His workouts not working out for neighbors
Britain's Daily Mail reports that Giran Jobe, 36, was served a noise abatement order in June 2007 because of his noisy exercising at his southeastern England home. But he has since violated the order 47 times, creating noise reported to be as much as 100 decibels, the same as a rock concert. (A rock concert where the band isn't trying too hard, but nonetheless.) "The noise was so loud that I thought that he had an angle grinder up there," said downstairs neighbor Doris Fox, 68. A court fined him $140 for violating the order. Jobe said he is going to get rid of his weight set and will now just do push-ups and sit-ups. "I cannot believe I got taken to court for exercising," he said.
Court rules against feeding wildlife
The Chicago Tribune reports that Halina and Richard Rogulski of Prospect Heights, Ill., are in compliance with a court order to empty their bird feeders. Neighbors said that the feeder was posing a health risk by attracting raccoons and opossums in addition to birds. "I was born in communist Russia, and in Russia, there was no freedom to pray ... (but) we could feed the birds," said Halina Rogulski, 73.
No keyless exit
Cash Burch, 24, was arrested by police in Waterloo, Iowa, and charged with trying to steal a truck. It was easy for police to catch Burch, because the truck wasn't moving, and he was locked inside. According to police, Burch ran down the battery trying to start the Explorer. When the battery died, the antitheft activated, locking the doors. With the battery dead, he couldn't unlock the doors. So he was waiting there when police showed up.
A truck driver going through Boston smashed his truck into a railroad bridge, wedging the rig beneath the low overpass. Not his fault, though, he says. He says his GPS told him this was the way to go. He didn't set it to the truck route, though.

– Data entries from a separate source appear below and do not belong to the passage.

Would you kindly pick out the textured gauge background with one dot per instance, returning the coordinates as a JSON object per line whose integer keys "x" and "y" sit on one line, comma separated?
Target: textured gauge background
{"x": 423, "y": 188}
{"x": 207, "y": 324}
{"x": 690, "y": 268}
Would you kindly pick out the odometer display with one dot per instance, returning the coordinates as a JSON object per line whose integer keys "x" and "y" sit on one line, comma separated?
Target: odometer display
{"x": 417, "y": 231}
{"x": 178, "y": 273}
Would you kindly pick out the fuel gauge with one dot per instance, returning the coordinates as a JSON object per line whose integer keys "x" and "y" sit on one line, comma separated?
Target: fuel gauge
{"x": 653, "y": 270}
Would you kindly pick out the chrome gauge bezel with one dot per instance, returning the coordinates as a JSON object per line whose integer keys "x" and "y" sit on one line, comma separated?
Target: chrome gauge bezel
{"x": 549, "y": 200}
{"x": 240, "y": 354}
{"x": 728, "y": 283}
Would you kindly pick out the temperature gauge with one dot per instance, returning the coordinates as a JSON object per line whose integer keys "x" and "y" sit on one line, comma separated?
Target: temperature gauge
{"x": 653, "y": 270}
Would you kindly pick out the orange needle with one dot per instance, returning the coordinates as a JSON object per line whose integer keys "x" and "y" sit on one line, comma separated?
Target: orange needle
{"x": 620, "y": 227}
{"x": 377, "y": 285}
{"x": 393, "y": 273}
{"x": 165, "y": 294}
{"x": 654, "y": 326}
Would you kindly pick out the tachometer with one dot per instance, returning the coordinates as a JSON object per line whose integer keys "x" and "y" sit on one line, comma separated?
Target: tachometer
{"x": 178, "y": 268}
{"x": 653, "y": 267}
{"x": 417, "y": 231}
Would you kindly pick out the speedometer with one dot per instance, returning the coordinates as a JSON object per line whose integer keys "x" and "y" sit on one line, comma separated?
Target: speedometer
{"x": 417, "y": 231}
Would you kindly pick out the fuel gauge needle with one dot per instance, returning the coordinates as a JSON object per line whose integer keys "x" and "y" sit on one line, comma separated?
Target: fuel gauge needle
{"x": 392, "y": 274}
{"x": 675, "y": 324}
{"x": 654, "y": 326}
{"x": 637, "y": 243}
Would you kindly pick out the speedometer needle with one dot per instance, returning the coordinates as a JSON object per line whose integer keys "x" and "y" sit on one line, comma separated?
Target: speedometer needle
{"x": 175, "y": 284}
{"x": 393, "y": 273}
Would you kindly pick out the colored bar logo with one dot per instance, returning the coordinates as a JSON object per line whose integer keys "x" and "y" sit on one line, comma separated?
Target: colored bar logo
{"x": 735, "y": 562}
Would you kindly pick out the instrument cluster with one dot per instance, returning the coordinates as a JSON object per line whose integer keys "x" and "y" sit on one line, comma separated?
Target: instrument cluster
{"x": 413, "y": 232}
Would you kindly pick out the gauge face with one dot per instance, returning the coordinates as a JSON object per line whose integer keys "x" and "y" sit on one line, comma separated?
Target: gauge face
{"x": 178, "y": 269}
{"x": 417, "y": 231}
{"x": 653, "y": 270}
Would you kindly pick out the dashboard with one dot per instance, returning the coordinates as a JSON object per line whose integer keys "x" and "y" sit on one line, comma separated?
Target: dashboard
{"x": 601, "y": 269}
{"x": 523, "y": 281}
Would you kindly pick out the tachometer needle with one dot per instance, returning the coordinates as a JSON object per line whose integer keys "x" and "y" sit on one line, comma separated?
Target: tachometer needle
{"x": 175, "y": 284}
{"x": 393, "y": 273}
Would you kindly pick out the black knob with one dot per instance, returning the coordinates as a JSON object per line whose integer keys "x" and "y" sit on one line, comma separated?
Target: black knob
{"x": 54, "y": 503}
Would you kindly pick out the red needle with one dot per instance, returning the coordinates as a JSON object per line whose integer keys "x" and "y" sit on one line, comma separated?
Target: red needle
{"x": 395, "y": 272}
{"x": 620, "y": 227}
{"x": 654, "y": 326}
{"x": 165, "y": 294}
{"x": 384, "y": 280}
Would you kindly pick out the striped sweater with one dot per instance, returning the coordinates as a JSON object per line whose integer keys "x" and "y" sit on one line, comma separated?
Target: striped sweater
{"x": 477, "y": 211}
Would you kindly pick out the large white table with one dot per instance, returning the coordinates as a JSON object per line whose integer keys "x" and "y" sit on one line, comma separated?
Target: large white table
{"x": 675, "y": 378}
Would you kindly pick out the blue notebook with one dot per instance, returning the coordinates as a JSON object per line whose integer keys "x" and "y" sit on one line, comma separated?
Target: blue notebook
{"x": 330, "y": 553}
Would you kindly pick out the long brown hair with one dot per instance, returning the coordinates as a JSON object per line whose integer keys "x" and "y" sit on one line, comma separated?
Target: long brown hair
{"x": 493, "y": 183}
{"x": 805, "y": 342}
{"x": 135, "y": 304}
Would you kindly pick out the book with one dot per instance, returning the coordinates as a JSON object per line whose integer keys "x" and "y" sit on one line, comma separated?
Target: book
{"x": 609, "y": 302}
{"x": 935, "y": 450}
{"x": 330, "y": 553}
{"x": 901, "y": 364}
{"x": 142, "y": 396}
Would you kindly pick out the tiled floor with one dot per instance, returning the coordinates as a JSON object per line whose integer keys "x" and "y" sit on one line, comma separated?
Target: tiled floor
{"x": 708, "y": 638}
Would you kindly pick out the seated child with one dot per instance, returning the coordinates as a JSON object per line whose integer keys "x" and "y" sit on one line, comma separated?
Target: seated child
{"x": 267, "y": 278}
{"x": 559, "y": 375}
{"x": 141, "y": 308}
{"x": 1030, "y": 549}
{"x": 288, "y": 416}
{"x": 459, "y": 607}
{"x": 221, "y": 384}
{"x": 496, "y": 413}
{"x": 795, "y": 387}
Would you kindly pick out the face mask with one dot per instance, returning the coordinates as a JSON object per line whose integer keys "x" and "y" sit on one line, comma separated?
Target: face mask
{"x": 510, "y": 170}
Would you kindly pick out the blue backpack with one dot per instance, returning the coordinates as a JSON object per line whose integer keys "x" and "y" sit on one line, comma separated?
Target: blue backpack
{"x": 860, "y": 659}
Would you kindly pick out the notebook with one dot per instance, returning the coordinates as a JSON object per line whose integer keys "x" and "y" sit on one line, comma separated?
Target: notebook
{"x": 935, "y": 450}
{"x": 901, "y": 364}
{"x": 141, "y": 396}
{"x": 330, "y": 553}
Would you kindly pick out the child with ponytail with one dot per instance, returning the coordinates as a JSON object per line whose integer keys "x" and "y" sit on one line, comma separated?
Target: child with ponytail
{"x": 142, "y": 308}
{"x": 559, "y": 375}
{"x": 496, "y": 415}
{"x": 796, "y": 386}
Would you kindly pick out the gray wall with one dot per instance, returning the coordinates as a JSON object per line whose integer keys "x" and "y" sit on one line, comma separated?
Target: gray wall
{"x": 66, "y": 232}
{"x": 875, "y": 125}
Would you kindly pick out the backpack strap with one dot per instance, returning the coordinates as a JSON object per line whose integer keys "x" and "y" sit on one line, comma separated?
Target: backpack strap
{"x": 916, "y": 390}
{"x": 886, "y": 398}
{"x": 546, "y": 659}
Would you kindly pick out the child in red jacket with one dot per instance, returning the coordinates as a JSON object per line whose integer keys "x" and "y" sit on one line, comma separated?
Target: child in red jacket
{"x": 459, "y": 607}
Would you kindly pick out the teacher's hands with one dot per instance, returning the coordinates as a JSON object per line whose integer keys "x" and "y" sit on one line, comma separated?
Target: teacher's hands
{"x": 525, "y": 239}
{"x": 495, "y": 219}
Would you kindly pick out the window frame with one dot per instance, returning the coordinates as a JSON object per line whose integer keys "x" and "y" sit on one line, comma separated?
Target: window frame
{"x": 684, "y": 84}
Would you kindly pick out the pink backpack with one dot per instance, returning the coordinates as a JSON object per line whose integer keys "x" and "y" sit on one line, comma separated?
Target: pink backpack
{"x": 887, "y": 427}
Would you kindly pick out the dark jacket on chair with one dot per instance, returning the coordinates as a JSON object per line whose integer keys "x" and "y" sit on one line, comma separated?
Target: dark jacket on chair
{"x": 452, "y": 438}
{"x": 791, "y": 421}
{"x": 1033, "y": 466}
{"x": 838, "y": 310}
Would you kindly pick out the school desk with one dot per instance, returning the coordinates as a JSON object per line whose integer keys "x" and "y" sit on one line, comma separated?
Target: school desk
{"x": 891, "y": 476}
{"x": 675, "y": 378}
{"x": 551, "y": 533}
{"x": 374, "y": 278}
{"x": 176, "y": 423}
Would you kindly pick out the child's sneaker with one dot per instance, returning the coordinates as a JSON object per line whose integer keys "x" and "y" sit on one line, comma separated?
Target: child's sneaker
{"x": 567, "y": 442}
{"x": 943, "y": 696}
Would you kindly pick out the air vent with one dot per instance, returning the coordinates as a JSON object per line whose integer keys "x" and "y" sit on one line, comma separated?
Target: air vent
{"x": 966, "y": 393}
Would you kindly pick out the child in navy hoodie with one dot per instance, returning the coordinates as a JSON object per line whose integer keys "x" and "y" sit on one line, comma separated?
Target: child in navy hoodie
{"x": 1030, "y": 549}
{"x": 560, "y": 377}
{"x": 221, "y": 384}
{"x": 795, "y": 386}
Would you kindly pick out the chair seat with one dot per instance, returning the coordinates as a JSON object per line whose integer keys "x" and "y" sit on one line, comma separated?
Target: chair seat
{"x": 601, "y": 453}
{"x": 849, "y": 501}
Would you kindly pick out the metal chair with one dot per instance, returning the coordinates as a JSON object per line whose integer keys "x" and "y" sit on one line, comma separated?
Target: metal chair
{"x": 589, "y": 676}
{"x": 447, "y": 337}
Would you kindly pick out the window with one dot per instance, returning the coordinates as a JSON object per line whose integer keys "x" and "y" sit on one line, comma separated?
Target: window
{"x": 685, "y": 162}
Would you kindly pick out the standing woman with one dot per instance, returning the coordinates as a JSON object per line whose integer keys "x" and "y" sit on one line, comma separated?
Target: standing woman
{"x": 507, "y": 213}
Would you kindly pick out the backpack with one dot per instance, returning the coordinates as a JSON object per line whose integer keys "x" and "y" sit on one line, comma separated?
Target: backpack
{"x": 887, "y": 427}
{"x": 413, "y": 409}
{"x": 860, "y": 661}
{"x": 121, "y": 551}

Teacher caught on (masking) tape
Warning: It will be hard to determine the dumbest part of this item. A teacher at Phoenix Elementary School in southern Oregon has been suspended — technically, put on paid administrative leave — because of her reaction to four unruly students during exams. She broke out the masking tape. No, she didn't tape the kids to their desks, although that is how it was initially reported. She used the tape to make boundaries for them on the floor. Think Les Nessman in WKRP in Cincinnati. It isn't clear how effective this was, or why Oregon's child welfare division needed to be notified, but that's what happened. "It doesn't mean we think the teacher is guilty," Cally McKenzie, schools human resources director, told the Medford Mail-Tribune.